With 195 murders in the city of Dallas through December 9, the pressure is on the Dallas Police Department to develop a comprehensive plan to fight violent crime. Dallas Mayor’s Task Force On Safe Communities Is Weeks Away From Presenting Recommendations – CBS Dallas / Fort Worth

DALLAS (CBSDFW.COM) – With 195 murders in the city of Dallas through December 9, the pressure is on the Dallas Police Department to develop a comprehensive plan to fight violent crime.

But the Mayor’s Task Force on Safe Communities has also been working quietly these past couple of months to develop its own non-police recommendations to prevent violence and present them to Mayor Eric Johnson by the first of the year.

One of the Task Force’s three Co-Chairs, Rene Martinez said Tuesday, “I would say we’re kind of at the top of the seventh inning and we’re getting there.”

Martinez said they’ve reviewed a lot of the data surrounding violent crime. “It reinforced what we know.”

He said they looked at four areas with high violent crime rates in the city.

In Northeast Dallas, he said many of the violent crimes took place at densely populated apartment complexes that weren’t near stores and other commerce.

In Southeast Dallas, he said they found gang activity.

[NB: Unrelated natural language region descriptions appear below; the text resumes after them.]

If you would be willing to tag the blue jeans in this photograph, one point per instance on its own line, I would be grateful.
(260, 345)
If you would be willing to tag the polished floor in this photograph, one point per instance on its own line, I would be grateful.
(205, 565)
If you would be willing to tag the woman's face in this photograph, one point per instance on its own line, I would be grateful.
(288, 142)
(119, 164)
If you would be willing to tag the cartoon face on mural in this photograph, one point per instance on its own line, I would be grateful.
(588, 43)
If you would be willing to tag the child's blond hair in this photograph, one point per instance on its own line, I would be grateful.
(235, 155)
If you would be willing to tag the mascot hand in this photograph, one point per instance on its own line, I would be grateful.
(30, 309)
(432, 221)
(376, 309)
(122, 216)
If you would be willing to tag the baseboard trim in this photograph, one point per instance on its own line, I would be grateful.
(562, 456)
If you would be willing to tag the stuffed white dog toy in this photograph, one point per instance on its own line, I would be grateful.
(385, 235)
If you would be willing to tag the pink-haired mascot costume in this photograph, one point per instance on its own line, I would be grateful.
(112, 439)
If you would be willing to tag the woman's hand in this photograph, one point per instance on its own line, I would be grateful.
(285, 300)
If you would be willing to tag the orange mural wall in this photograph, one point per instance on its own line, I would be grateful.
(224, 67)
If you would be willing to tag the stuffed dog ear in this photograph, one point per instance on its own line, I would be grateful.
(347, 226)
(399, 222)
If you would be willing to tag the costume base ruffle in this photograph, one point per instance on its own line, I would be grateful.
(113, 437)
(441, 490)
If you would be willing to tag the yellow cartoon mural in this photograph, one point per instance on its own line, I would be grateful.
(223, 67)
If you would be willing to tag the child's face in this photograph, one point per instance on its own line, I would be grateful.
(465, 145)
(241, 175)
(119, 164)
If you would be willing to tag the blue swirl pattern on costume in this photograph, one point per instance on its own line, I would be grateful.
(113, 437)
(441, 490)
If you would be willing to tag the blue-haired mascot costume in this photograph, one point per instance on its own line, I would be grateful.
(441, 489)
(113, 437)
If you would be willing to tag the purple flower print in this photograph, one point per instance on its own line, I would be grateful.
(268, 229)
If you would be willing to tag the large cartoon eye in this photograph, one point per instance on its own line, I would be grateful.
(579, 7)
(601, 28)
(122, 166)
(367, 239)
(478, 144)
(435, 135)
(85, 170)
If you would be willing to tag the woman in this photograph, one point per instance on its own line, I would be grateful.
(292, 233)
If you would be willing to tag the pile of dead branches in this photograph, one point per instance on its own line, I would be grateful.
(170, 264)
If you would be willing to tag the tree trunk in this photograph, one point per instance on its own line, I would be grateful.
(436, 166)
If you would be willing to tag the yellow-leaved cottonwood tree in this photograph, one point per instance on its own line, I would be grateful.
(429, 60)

While touring that section of the city recently, Martinez said they found a large police response to a violent crime.

He said there was a convenience store, a vacant lot, car wash and motel all within half a block.

Violent crimes often took place at motels, bars and men’s clubs in northwest Dallas, while in Southwest Dallas, many of the violent crimes took place in vacant lots, car washes, and convenience stores.

Martinez said the task force toured all four of those areas and “Got input from stakeholders who went with us from the neighborhoods. We had police representatives who work those areas on the bus with us talking to us and pinpointing those areas to us.”

The Task Force also looked at certain cities for their non-police related best practices to fight crime, including Baltimore, Oakland, St. Louis and New Orleans.

“A lot of the intervention strategies that they have, we don’t have. Really attacking crime in support of police,” Martinez said.

He said the Task Force will start to discuss what best practices from other cities they should recommend, though it was too early for him to mention specifics.

Martinez said the Task Force will ask the nonprofit and business community to help with some of the resources that will be needed.